A glazed look is the most you can expect if you tell someone in Sub-Saharan Africa that you are an atheist or humanist. Many people do not know what either entail or actually believe that atheists worship the devil.

According to recent research by WIN Gallup International, 80% of Africans describe themselves as religious. This may be the case, but there are major differences in levels of religious belief throughout this huge continent. For example, the number of believers in South Africa is falling rapidly, while websites on which freethinkers come together to meet are gaining in popularity in Kenya and Ghana.

According to Gallup, 95% of people in Nigeria, which is Africa's most populous country, say that they are religious. What is it like to have lost your belief in this deeply religious country? A former Christian from the south and a former Muslim from the north talk about their experiences.

Pearl Osibu (32)

lives in Lagos and is a writer, for the popular soap Tinsel, amongst other programmes.
"I've always been a bit of a rebel. My family was part of a small Pentecostal church. Nothing was allowed: from earrings to braided hair and long trousers for girls. If you had done something wrong, the pastor would bellow at you from his pulpit or beat you in front of the entire congregation.
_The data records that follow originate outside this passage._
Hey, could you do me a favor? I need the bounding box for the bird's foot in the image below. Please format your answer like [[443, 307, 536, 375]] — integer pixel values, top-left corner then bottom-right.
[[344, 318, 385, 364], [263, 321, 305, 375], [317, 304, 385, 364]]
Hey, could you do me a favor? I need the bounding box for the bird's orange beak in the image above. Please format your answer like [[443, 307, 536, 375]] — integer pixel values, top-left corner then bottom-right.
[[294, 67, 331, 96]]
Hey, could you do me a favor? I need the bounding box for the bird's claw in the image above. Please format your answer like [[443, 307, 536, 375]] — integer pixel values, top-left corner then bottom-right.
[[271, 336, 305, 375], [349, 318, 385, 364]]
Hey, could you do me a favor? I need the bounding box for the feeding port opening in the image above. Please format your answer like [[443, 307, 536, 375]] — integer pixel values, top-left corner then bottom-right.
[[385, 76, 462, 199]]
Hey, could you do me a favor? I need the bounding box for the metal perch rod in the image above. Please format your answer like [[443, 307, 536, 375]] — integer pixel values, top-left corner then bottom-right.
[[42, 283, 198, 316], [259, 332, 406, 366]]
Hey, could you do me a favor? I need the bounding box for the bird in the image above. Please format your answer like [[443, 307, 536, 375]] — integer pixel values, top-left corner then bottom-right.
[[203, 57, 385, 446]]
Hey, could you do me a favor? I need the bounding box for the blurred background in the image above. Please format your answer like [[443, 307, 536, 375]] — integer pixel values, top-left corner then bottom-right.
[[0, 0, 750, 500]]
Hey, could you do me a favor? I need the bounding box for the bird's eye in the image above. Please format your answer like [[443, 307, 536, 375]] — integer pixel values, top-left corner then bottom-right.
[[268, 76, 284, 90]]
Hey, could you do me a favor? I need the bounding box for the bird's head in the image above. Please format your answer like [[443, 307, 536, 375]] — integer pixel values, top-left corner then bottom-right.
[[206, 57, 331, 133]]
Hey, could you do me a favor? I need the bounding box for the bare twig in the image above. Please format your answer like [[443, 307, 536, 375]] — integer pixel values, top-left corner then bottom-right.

Although I was never convinced that the pastor was right, I kept my mouth shut, because I loved my mother. She was so totally 'into' it and I didn't want to hurt her. However, she died when I was just 12 and my whole family gradually stopped going to church after that.

I have only been a real atheist for the last four years or so. I always had questions, but kept telling myself that 'God knows best'. This stopped one day when a good friend of mine started to ask such probing questions that I realised there was no going back any more. My scepticism had turned into unbelief. I decided not to keep this fact a secret. This is who I am and if you don't like it, you can get lost!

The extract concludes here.